Paula Ottoni is a strategic communication major at the Missouri School of Journalism. Ottoni is an international student from Sao Paulo, Brazil. After a long and difficult journey across the globe, her dream of studying in the United States will be complete when she graduates in May 2014.
It was August 2009. I can still remember when I heard the news. I was in Chile standing alone in a small room with very colorful walls — orange was never my favorite color. My parents spent years warning me against long distance phone calls, so when I received a call from my father I immediately knew what it was about. Only two weeks and a very large tuition bill stood between me and my dream of attending college in the United States.
"It didn't work," he said. "We just couldn't make it work."
My father spent his entire life working for banks, so it was slightly ironic that the global financial crisis hit us so hard it left us gasping for air. His job relocated my family 14 times — it gave us everything, and then it made sure to take it back. We tried applying for loans, talking to family and friends, but we simply could not afford my college education. There was no way around it — my plan to move to America, study, and take control of my own life hadn't worked.
I started planning my trip back home to Brazil — this was Chile at the time. My friends were international students like myself, so they moved to different corners of the globe after high school graduation. I lived with my mother in a small apartment in Santiago, Chile's capital. The rest of my family were a few time zones away. Staying in Chile didn’t make sense, but I no longer belonged in Brazil, my home country.
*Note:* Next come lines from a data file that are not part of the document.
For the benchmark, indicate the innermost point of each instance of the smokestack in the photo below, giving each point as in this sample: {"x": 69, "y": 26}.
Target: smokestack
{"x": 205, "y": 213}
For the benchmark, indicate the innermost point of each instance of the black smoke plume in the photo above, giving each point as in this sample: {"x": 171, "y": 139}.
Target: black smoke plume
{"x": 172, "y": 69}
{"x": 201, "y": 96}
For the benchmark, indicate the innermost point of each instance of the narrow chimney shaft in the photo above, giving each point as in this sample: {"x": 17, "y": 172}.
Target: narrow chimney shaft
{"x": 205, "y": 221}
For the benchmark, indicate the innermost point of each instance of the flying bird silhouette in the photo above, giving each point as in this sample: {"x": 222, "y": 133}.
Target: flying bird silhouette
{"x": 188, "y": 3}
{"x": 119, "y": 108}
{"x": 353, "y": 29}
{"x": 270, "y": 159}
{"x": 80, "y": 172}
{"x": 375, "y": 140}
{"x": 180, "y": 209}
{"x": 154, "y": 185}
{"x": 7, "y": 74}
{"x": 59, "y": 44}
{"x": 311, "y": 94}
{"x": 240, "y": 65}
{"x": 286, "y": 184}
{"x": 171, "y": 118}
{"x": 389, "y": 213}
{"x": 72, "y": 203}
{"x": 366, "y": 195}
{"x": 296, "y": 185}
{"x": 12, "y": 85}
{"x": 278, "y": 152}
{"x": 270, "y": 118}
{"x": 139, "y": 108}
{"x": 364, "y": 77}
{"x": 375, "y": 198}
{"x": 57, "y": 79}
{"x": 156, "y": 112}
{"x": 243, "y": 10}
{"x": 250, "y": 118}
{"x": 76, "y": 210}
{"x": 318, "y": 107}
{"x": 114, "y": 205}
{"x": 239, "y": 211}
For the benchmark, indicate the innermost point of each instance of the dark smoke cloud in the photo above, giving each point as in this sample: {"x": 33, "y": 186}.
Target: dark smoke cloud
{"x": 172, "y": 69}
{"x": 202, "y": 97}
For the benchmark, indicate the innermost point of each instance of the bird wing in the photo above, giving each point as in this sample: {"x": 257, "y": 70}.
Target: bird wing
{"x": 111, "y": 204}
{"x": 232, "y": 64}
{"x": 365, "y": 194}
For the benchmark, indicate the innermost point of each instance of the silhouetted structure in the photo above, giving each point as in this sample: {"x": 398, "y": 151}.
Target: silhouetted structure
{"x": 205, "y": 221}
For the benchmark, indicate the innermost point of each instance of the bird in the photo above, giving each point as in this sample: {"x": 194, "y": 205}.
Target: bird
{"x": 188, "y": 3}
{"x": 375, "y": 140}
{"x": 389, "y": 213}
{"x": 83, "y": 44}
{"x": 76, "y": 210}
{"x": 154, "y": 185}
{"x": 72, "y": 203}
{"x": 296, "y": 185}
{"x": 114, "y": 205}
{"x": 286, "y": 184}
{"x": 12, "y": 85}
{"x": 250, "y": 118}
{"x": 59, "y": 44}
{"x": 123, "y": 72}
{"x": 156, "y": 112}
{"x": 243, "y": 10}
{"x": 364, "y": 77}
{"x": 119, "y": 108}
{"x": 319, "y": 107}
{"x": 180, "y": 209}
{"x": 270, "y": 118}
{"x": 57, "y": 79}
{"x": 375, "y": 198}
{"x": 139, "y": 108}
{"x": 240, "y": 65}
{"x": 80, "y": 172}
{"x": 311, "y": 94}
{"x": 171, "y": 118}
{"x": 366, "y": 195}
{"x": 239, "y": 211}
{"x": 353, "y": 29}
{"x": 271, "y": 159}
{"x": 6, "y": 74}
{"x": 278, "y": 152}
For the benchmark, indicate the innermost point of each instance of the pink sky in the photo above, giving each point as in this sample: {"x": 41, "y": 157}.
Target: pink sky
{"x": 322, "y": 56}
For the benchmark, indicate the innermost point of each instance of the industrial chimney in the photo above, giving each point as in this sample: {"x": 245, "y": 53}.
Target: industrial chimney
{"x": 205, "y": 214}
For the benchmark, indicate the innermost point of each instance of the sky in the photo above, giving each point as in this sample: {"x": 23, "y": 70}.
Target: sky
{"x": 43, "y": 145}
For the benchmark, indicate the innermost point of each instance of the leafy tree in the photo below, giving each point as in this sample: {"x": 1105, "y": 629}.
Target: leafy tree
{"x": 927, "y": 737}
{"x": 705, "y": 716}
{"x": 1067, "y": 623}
For several months, I was paralyzed by uncertainty. I worked as much as I could, but my ambition and a high school diploma weren't enough to pay for my college education. At this point, I had lost most of my family's support. I was advised, understandably so, to go back home and settle for an inferior education.
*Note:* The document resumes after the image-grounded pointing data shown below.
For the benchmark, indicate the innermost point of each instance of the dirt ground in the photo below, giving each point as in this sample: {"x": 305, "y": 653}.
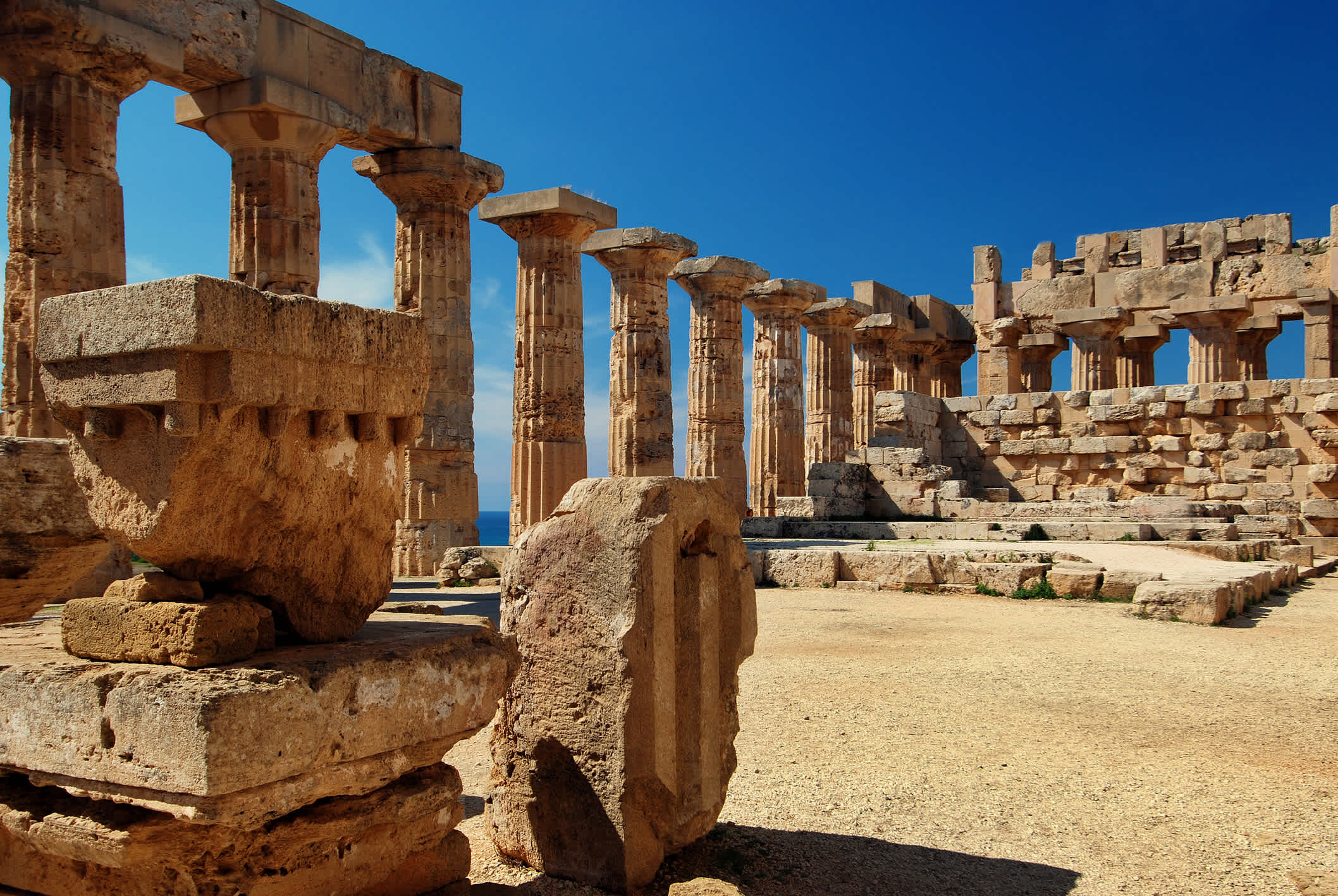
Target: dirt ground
{"x": 930, "y": 744}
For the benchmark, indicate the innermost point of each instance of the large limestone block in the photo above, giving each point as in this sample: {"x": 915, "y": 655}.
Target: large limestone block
{"x": 399, "y": 840}
{"x": 50, "y": 548}
{"x": 633, "y": 608}
{"x": 241, "y": 438}
{"x": 247, "y": 742}
{"x": 206, "y": 633}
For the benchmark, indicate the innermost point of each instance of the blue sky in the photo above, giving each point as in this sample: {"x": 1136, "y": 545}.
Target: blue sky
{"x": 826, "y": 142}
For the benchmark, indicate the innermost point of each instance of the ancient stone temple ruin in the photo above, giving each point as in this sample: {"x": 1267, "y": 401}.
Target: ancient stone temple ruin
{"x": 243, "y": 716}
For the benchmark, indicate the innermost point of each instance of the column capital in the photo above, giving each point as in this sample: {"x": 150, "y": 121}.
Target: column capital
{"x": 75, "y": 40}
{"x": 718, "y": 276}
{"x": 556, "y": 212}
{"x": 1093, "y": 322}
{"x": 429, "y": 178}
{"x": 629, "y": 247}
{"x": 889, "y": 328}
{"x": 782, "y": 295}
{"x": 837, "y": 313}
{"x": 1214, "y": 312}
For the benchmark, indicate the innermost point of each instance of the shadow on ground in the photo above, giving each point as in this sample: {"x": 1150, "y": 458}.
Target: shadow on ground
{"x": 1262, "y": 610}
{"x": 763, "y": 862}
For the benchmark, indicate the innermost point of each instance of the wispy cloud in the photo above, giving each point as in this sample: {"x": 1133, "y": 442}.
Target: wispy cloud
{"x": 142, "y": 268}
{"x": 367, "y": 280}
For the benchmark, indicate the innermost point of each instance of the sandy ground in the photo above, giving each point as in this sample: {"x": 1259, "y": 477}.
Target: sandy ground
{"x": 930, "y": 744}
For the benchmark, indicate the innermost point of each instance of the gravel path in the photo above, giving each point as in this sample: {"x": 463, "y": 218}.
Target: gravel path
{"x": 930, "y": 744}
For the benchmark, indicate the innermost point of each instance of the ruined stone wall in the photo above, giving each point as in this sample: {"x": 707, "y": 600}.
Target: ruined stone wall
{"x": 1267, "y": 445}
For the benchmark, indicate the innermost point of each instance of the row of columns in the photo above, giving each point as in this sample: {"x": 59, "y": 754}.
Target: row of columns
{"x": 1226, "y": 344}
{"x": 847, "y": 364}
{"x": 67, "y": 235}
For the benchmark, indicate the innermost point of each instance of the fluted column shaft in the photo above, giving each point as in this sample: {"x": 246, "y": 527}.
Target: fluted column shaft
{"x": 640, "y": 386}
{"x": 947, "y": 369}
{"x": 828, "y": 431}
{"x": 776, "y": 448}
{"x": 67, "y": 228}
{"x": 716, "y": 369}
{"x": 434, "y": 192}
{"x": 276, "y": 214}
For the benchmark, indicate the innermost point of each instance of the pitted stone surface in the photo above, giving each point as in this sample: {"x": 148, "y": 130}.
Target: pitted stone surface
{"x": 633, "y": 606}
{"x": 248, "y": 742}
{"x": 214, "y": 426}
{"x": 50, "y": 548}
{"x": 399, "y": 840}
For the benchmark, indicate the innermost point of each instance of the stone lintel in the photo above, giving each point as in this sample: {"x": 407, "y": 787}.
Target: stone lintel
{"x": 1208, "y": 305}
{"x": 551, "y": 201}
{"x": 1145, "y": 332}
{"x": 1043, "y": 340}
{"x": 782, "y": 293}
{"x": 1092, "y": 316}
{"x": 1261, "y": 322}
{"x": 249, "y": 741}
{"x": 882, "y": 327}
{"x": 837, "y": 312}
{"x": 431, "y": 176}
{"x": 200, "y": 340}
{"x": 264, "y": 94}
{"x": 637, "y": 238}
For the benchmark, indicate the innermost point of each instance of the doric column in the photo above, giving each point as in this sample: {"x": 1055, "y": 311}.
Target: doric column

I never stopped looking for more affordable options. State schools were my best bet, but my father said moving to America would not be an option in the foreseeable future. For a few months, this kept me from applying to other schools. But in April 2010, I decided to take my chances. A few weeks later, acceptance letters started coming in. When I shared the news with my parents, they said they had applied for a loan.
I had never been to the Midwest, nor had I heard about MU before applying. Still, things began to fall into place as soon as I received my acceptance letter. I spent the next few months applying for a student visa, contacting MU's International Student Center, and taking care of the logistics of moving abroad.
I was the first person in my family to pursue undergraduate education in the United States. This was a lengthy and bureaucratic process, but it didn’t matter — I was so close. After moving nearly 14 times, I finally had a choice: America was my lucky number 15.
I remember standing near The Columns by Jesse Hall in a warm August afternoon. There wasn't a cloud in the sky. I was surrounded by hundreds of freshmen who chatted excitedly about their first impression of college. There were no familiar faces in the crowd, but I was in ecstasy. As the tradition goes, I ran through The Columns that welcomed me into the Class of 2014. I ran as fast as I could, and I never looked back.